215 The other two areas on which I wish to comment can be dealt with more briefly.
216 The first matter is whether SOCOG must have actually acted in reliance on the contravention of the Indicia & Images Act and for the purpose of discharging its duty to uphold the provisions of the Act if its interference with Zhu’s contract is to be considered justified; and if so, whether it did so. Mr. Kelly in fact submitted that SOCOG’s purpose was to get rid of Zhu, not to uphold the provisions of the Act.
217 In my opinion, it is not necessary to investigate the actual motives of SOCOG in taking the action it did. In my opinion, just as termination of a contract may be justified on grounds not known at the time (Shepherd v. Felt & Textiles of Australia Limited (1931) 45 CLR 359), interference with contractual relations can be justified on grounds not necessarily present to the mind of the defendant at the time of the interference. A contrary view would make the question whether a plaintiff recovers or not depend in complex cases such as this on difficult and doubtful questions concerning the understanding and motives of a number of persons concerned in the activities of a body such as SOCOG. There is the additional consideration in this case that, if justification was denied because the grounds of justification were not present to the mind of the relevant people or else did not constitute the motives on which they acted, Zhu would be getting damages on the basis that he would have continued with unlawful conduct.
218 The second matter is whether SOCOG could be liable for damages caused by the arrest of Zhu, as distinct from the actual interference with his contract. It is certainly arguable that the arrest did cause damage to Zhu additional to the damage caused by the interference with the contract.
219 However, the arrest was alleged in the Statement of Claim only as one of the means of bringing about the wrongful interference with Zhu’s contract: there was no pleading of the elements for a tort of malicious prosecution or wrongful arrest, and no pleading of any damages resulting from the arrest itself, except as an element of aggravation of the damages for interference with the contract.
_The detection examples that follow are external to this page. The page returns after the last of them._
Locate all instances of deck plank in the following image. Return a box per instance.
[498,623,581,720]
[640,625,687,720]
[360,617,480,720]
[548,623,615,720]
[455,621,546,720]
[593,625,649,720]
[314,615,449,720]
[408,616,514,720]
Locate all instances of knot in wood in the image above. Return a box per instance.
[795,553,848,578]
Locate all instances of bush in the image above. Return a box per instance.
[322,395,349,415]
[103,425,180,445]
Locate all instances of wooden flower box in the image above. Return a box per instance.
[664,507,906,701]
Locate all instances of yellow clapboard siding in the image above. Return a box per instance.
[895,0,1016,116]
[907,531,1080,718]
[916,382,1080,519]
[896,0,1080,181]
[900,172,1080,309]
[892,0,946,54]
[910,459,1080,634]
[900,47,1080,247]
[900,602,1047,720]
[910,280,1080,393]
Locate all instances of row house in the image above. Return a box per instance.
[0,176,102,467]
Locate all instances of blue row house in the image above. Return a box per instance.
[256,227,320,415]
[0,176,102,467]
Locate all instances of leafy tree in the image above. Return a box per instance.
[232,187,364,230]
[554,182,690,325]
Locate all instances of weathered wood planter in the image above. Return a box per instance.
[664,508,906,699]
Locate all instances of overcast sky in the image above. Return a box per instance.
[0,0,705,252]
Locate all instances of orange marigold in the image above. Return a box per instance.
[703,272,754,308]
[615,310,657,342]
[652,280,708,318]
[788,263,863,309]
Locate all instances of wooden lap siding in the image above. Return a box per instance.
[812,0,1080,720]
The primary judge did refer to the arrest as unlawful, but the question whether or not the arrest itself was unlawful and actionable as against SOCOG was not an issue in the case; and in my opinion it cannot now be made the basis for an award of damages in circumstances where there was justification for the interference with the contract.
220 Finally I would note that, in my opinion, it is understandable that the ground on which SOCOG has succeeded on appeal was not squarely addressed by the primary judge. The case was complex both factually and legally, and it appears that the defence based on the allegation that TOC was entitled to terminate Zhu’s contract was not kept clearly distinct from the defence which admitted wrongful repudiation by TOC but claimed justification for SOCOG by reason of its equal or superior right. I agree with the costs orders proposed by Sheller JA.